Maximizing Revenue by Managing the Problem

Maximizing Revenue by Managing the Problem ....
... instead of the Symptom

Part one:

Toward a Customer Focus

All companies talk about being customer-focused. The phrase is almost obligatory for corporate vision statements and strategic marketing plans. No one will argue with its absolute necessity. What’s often missing, though, is an operational understanding of what it means, and a plan for achieving it.

The solution to becoming customer centric is simple once you realize that the only source of revenue for provider products and services is by addressing the problems and /or opportunities that customers want to address better than the competitor Problems does not necessarily mean “fire drills” or crises, but anything actionable that impedes the customer’s company from achieving its goals. In other words, the things companies worry about and aspire to are the issues that they try to address through actions that result in purchases. In other words, purchases are made by companies as an action taken to address issues that may be either a concern or an aspiration.

Customer focused strategy occurs when a company thinks about itself in terms of the customer problems it chooses to solve better than anyone else does, and not just as the purveyor of a certain product line. This thinking has implications for all the key aspects of the seller’s organization: it determines what core capabilities are nurtured; what products and services are developed; how these are aggregated for the market; and what is said to the market about them. Any business that cannot identify its top 10 customer problems and/or opportunities (which represent 80% of revenue) that they address better than their competitors do cannot have a customer-centered company strategy.

Needs versus Applications

What, then, is the key customer “problem” that produces revenue for your company? The obvious answer is that customers need your product. But this is superficial; companies don’t exist for the purpose of owning products. They exist to generate their own profit. They buy products and services because in the course of generating that profit, they have an actionable requirement for the result your product delivers. It is this actionable requirement that enables your products to be sold.

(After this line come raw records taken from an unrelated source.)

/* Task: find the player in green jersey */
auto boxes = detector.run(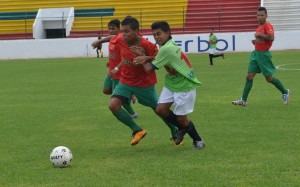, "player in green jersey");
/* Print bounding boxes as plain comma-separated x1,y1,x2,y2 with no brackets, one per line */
134,21,205,149
208,28,225,66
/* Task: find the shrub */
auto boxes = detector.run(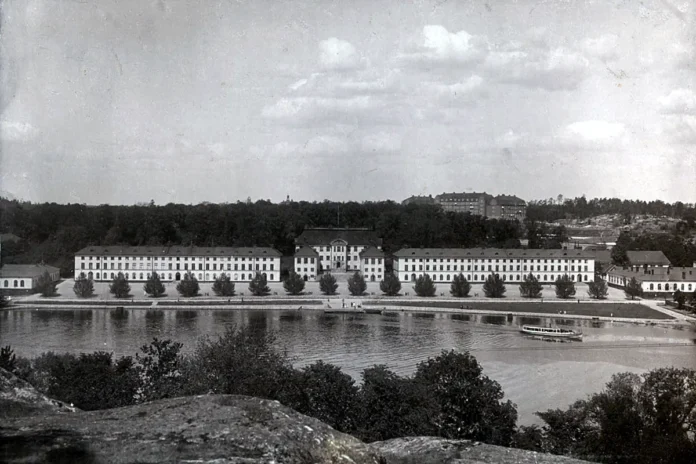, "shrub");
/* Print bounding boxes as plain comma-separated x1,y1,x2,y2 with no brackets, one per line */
379,273,401,296
413,274,437,296
450,273,471,298
73,272,94,298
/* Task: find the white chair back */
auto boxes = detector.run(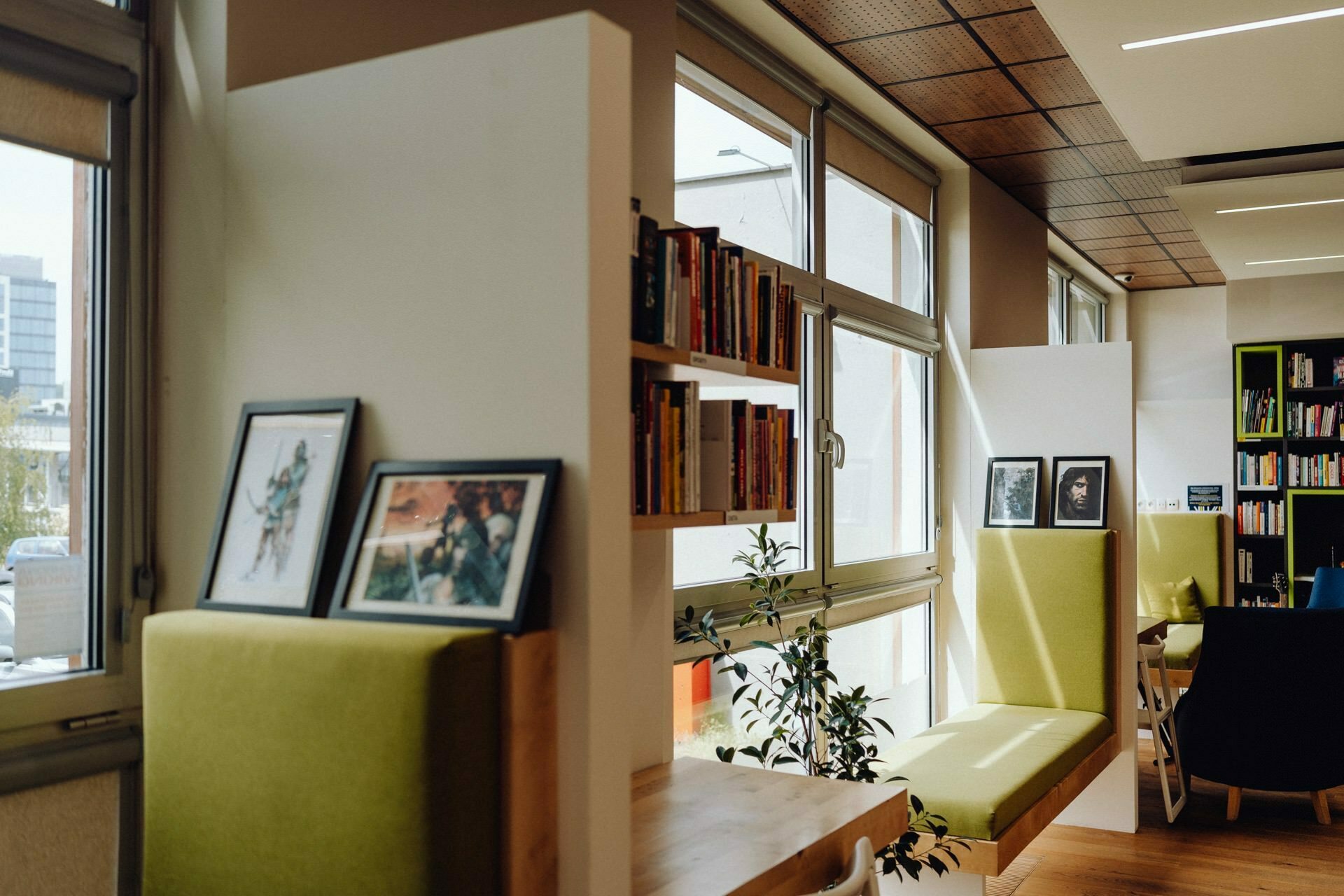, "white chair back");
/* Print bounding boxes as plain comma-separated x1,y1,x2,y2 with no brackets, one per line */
806,837,878,896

Appealing to generic market needs is not enough. To be relevant, you must address the specific application where the customer perceives the problem. You can then advocate the evaluation criteria that will lead to the best solution, and show how your company’s capabilities best meet those criteria.

In temporary staffing, for example, the customer need can be defined “replacing or augmenting staff.” But the specific client applications within that need are where relevance, and the possibility of customer action, really start:


Generic Need More specific need identification
Augment/replace staff 1. Unexpected absence (illness)
2. Planned outage (vacation, maternity leave)
3. Add staff for peak season (add capacity)
4. Add staff for specific project (add capacity and skills)

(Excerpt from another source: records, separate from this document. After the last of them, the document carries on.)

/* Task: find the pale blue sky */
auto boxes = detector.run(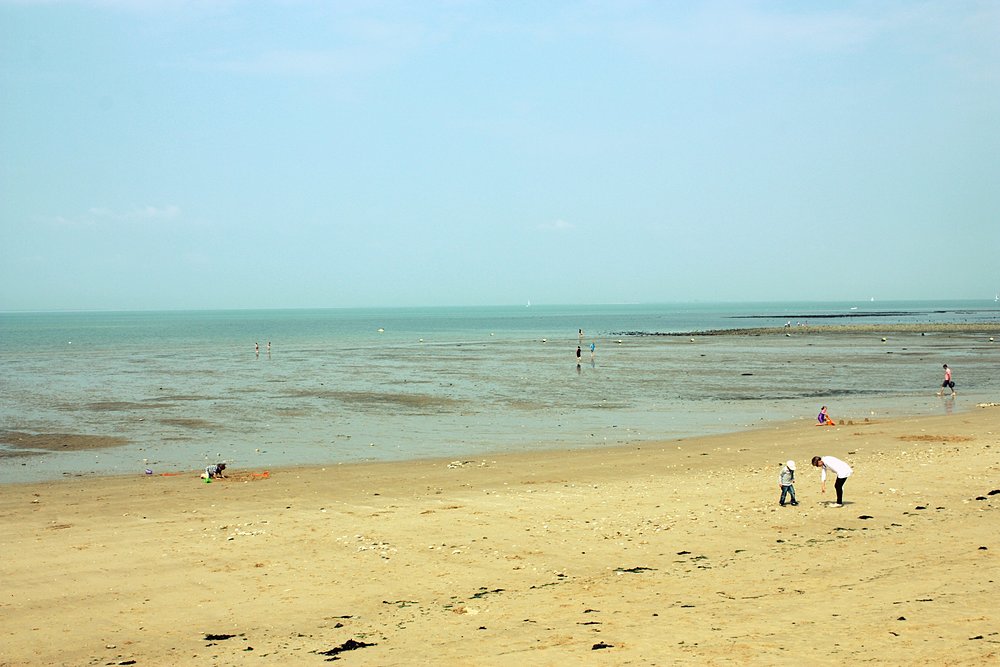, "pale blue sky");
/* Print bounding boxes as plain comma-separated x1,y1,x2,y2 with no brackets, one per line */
0,0,1000,310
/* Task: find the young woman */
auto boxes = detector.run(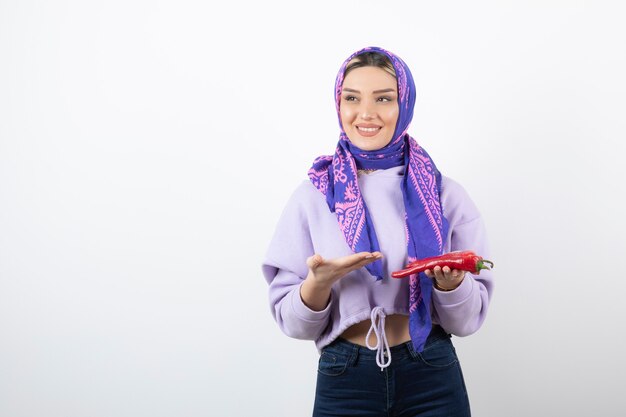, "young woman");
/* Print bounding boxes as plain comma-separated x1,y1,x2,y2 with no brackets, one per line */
262,47,493,417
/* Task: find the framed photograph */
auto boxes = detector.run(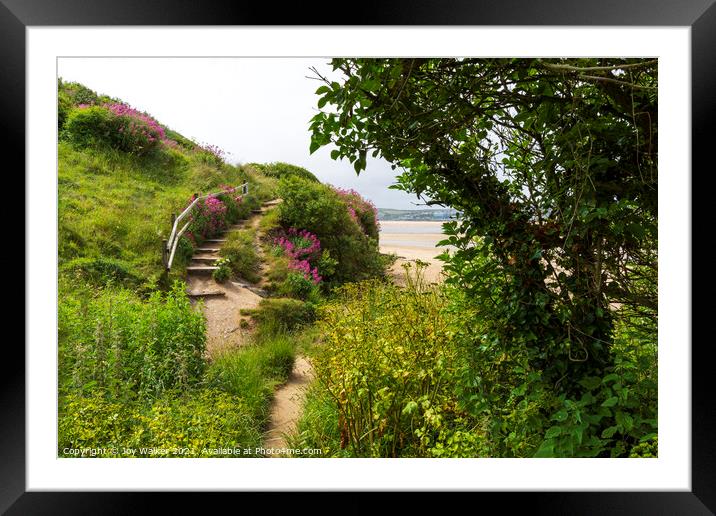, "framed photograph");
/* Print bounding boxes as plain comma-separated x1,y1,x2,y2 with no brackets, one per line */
5,0,716,514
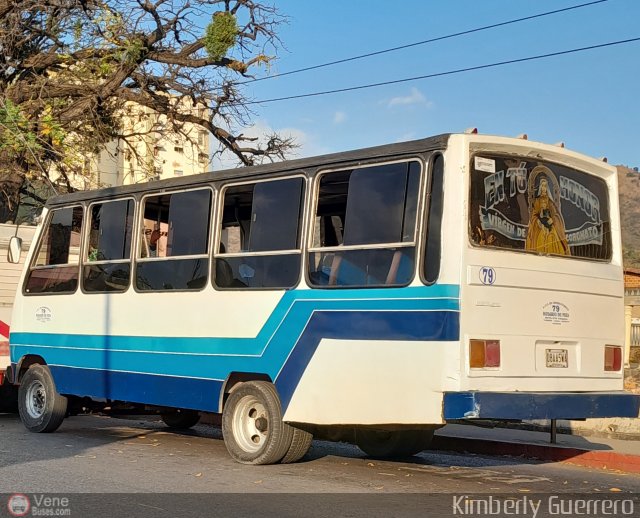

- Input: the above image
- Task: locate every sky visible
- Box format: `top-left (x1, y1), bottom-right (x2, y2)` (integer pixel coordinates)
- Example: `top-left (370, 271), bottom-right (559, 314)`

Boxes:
top-left (224, 0), bottom-right (640, 167)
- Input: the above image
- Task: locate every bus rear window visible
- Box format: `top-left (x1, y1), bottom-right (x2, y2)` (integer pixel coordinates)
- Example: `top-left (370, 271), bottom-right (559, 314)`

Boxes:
top-left (469, 153), bottom-right (612, 261)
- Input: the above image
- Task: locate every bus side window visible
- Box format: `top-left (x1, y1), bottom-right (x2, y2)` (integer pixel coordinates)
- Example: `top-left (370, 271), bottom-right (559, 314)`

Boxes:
top-left (309, 161), bottom-right (421, 287)
top-left (423, 155), bottom-right (444, 284)
top-left (213, 177), bottom-right (304, 289)
top-left (82, 200), bottom-right (135, 293)
top-left (135, 189), bottom-right (212, 291)
top-left (24, 207), bottom-right (84, 294)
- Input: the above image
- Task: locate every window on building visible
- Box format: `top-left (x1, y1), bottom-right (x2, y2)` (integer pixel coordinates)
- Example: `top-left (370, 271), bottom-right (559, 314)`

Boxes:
top-left (82, 200), bottom-right (135, 292)
top-left (25, 207), bottom-right (84, 293)
top-left (309, 161), bottom-right (421, 287)
top-left (214, 178), bottom-right (304, 289)
top-left (136, 189), bottom-right (212, 291)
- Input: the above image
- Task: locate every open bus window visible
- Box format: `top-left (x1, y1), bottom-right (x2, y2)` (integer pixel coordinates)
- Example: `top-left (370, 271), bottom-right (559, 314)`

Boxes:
top-left (469, 153), bottom-right (613, 261)
top-left (309, 161), bottom-right (421, 287)
top-left (82, 200), bottom-right (135, 293)
top-left (136, 189), bottom-right (212, 291)
top-left (214, 178), bottom-right (304, 289)
top-left (25, 207), bottom-right (84, 293)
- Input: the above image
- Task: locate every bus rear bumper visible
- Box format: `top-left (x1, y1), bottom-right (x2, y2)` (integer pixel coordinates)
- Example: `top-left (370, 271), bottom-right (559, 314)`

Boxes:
top-left (443, 391), bottom-right (640, 420)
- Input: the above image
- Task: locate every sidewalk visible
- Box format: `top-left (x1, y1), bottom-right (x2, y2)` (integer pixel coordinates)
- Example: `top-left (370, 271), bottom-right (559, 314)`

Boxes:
top-left (432, 424), bottom-right (640, 473)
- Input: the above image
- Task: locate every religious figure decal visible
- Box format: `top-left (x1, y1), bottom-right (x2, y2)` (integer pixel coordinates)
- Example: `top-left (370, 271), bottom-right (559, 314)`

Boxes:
top-left (525, 166), bottom-right (571, 255)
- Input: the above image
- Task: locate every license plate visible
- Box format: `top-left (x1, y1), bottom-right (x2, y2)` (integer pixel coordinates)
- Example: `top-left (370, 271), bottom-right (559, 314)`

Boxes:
top-left (546, 349), bottom-right (569, 369)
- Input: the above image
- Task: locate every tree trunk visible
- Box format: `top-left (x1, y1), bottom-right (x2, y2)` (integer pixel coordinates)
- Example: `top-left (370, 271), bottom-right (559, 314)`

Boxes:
top-left (0, 167), bottom-right (26, 223)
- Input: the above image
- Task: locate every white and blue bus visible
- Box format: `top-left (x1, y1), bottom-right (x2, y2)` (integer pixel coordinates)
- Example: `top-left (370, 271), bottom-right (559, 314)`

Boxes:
top-left (10, 133), bottom-right (639, 464)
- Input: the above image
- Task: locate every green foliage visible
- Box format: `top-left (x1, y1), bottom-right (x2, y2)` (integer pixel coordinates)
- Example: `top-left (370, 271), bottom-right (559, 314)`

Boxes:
top-left (204, 12), bottom-right (239, 60)
top-left (0, 99), bottom-right (40, 157)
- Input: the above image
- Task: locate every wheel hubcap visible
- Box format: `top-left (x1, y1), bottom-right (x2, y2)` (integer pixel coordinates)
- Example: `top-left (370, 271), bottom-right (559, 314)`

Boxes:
top-left (233, 396), bottom-right (269, 452)
top-left (26, 381), bottom-right (47, 419)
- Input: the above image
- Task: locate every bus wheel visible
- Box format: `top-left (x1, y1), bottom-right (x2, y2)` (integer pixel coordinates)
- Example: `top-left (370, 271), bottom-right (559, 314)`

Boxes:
top-left (160, 410), bottom-right (200, 430)
top-left (222, 381), bottom-right (294, 464)
top-left (355, 428), bottom-right (433, 458)
top-left (18, 364), bottom-right (67, 433)
top-left (0, 381), bottom-right (18, 414)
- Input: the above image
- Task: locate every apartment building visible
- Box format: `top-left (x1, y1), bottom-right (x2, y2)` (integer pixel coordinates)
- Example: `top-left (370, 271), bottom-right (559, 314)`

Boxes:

Against these 4 more specific customer need descriptions there are now 4 specific criteria that anchor the capabilities of any soution being proposed:

1. High level of broad generic office skills
2. Pre-training in specific office processes with pre and post meetings “bundled”
3. Some individualized capabilities, rapid trainability
4. Specialized individual capabilities

This emphasis on specifics enables clients to see a clear, actionable path to address their specific problems, and to then recognize the relevance of what you have to offer. The result for your company is a better response from the focused marketing campaigns, easier qualification of good prospects, and a shorter sales cycle.